The final step is to calculate the shortest distance from the point P, which we just found, to the given plane. We will use the standard formula for the distance from a point to a plane.

The point is $P = (x_0, y_0, z_0) = (2, 3, 2)$. The given plane equation is $3x + 4y + 12z + 23 = 0$. Here, the coefficients are $A = 3$, $B = 4$, $C = 12$, and the constant term is $D = 23$.

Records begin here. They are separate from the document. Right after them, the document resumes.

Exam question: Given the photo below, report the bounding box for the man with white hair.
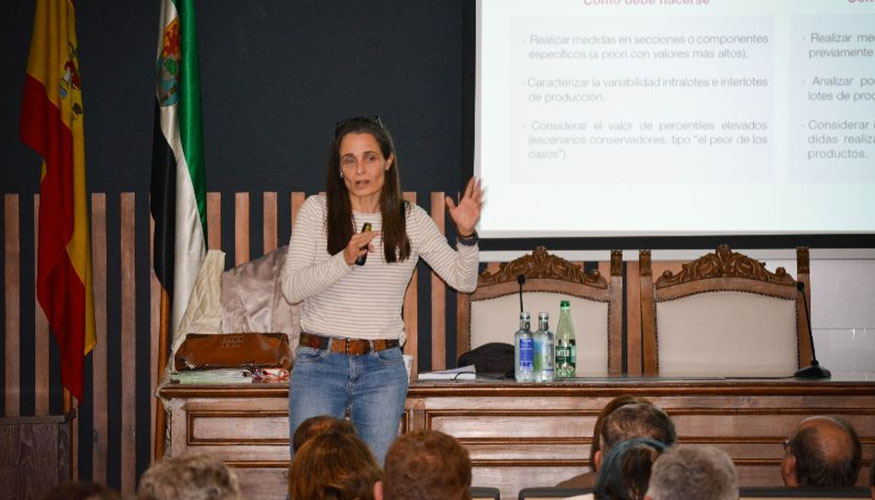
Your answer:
[645,445,738,500]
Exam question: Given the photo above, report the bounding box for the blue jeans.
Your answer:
[288,344,408,465]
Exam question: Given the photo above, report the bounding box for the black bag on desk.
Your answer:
[457,342,514,376]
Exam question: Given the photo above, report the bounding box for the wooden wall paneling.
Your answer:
[149,204,160,462]
[430,192,447,371]
[597,258,618,373]
[119,193,137,496]
[625,260,642,376]
[607,251,624,376]
[207,192,221,251]
[402,193,418,377]
[639,251,657,375]
[290,192,306,232]
[263,192,277,254]
[5,194,21,416]
[91,193,108,483]
[597,261,610,286]
[456,293,470,361]
[235,193,249,266]
[33,195,49,413]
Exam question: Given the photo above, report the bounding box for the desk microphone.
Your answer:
[793,281,831,379]
[354,222,372,266]
[517,274,526,313]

Using the distance formula: $D_{plane} = \frac{|Ax_0 + By_0 + Cz_0 + D|}{\sqrt{A^2 + B^2 + C^2}}$ Substitute the values: $D_{plane} = \frac{|(3)(2) + (4)(3) + (12)(2) + 23|}{\sqrt{3^2 + 4^2 + 12^2}}$ Calculate the numerator: $|6 + 12 + 24 + 23| = |65| = 65$ Calculate the denominator: $\sqrt{9 + 16 + 144} = \sqrt{25 + 144} = \sqrt{169} = 13$ Now, divide the numerator by the denominator: $D_{plane} = \frac{65}{13}$ $D_{plane} = 5$

Thus, the distance of P from the plane $3x + 4y + 12z + 23 = 0$ is 5 units.

Common Mistakes & Tips

• Direction Vector Identification: Ensure you correctly extract the direction ratios from the line equation. For $\frac{x+a}{p}$, the direction ratio is $p$, not $-a$.
• Arithmetic Errors: Be meticulous with calculations, especially during vector subtraction, dot product, and substitution into the distance formula. Small errors can lead to incorrect final answers.
• Absolute Value in Distance Formula: Remember the absolute value in the numerator of the point-to-plane distance formula, as distance must always be non-negative.

Summary

This problem efficiently tests multiple core concepts in 3D geometry. We began by parametrizing the given line to represent the foot of the perpendicular, P. Then, using the perpendicularity condition ($\vec{AP} \cdot \vec{d} = 0$), we found the specific parameter value that defines P. Substituting this value yielded the coordinates of P. Finally, we applied the standard formula to calculate the distance from this point P to the given plane. This systematic approach is vital for solving such problems.

The final answer is $\boxed{5}$, which corresponds to option (A).